Kitted out like cave explorers
Mutzner makes her measurements by taking samples at regular intervals, a task performed by a sampling device the size of a refrigerator that is connected to the wastewater flow by a hose. But actually obtaining the data isn’t always so easy. So Mutzner also works with so-called passive samplers. These look like small scraps of paper that have been clamped between two metal plates. The paper absorbs the pollutants, which can later be analysed in the laboratory. In order to install these samplers, Mutzner has to go down into the overflow basin. It’s like exploring a cave. She’s kitted out with a helmet, a safety harness and a gas warning device before descending into the shaft. “The warning device tells you if there’s an increase in the level of CO2 or other gases that could be dangerous for us”, she says.
The shaft leads into a kind of air raid shelter for toddlers, with a ceiling height of some four feet. The only way to get through it is to squat. There’s a tart note of rancid wine in the air. Mutzner reaches an anchorage point and screws the metal plates onto it. “The next time it rains, this whole space will be full to the brim with sewage”. The passive collectors will also be swamped. This excursion into the depths shows just how difficult it can be to engage in wastewater research.

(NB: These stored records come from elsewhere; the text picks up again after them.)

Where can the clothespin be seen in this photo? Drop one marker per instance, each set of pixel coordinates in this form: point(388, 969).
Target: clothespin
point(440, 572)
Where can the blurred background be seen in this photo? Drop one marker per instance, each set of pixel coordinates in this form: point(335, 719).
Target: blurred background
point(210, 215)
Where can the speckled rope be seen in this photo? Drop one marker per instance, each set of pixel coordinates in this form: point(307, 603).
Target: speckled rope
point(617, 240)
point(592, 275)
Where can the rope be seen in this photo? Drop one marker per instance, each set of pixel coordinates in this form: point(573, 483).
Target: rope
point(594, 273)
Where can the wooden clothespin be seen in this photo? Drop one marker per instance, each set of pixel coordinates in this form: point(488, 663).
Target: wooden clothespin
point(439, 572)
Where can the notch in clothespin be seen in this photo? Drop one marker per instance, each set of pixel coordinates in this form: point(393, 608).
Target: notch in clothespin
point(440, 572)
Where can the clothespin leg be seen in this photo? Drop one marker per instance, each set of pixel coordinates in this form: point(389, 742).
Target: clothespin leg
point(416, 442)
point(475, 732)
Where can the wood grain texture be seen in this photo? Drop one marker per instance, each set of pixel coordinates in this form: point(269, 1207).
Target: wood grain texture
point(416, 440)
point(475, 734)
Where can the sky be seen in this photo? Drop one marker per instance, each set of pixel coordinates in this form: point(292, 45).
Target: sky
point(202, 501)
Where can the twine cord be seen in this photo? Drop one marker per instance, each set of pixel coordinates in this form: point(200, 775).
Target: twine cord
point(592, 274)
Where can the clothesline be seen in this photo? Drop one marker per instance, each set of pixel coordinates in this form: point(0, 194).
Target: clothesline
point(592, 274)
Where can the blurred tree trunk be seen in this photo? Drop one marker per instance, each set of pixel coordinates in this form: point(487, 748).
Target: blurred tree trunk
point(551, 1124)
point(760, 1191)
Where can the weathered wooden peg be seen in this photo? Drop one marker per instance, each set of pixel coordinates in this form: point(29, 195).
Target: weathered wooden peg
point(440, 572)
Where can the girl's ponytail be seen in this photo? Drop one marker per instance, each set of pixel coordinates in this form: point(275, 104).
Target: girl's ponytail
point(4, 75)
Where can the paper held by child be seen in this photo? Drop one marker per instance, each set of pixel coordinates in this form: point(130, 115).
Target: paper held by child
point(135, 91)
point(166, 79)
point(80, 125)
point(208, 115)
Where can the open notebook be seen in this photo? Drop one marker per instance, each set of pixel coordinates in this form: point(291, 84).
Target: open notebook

“You need protective equipment and the right materials, and you need to know how to move around safely underground”, says Rieckermann. “We here have a unique opportunity to make all of this knowledge available to a global research community”. Since it was set up, experts from half a dozen countries have already worked in Fehraltorf’s outdoor laboratory, coming variously from Germany, England, Austria and China.
Every now and then, a product developed at Uwo manages to make the leap onto the international market. Christian Ebi is the team’s electronics engineer and he explains the ‘Squid’ to us. It’s a plastic ball about the size of an orange that can float and is packed with electronics and sensors to measure the temperature, acidity and conductivity of wastewater. “We drop these balls into the sewer from above, and fish them out again down by the sewage treatment plant”, he says.
They record data as they travel through the underground sewers. The international wastewater and recycling company Suez now uses them to inspect the sewer networks of different cities for leaks, and to investigate the volume of discharges and their nutrient content. They’re making an important contribution to the safety of people and the environment – and it all began underground in Fehraltorf.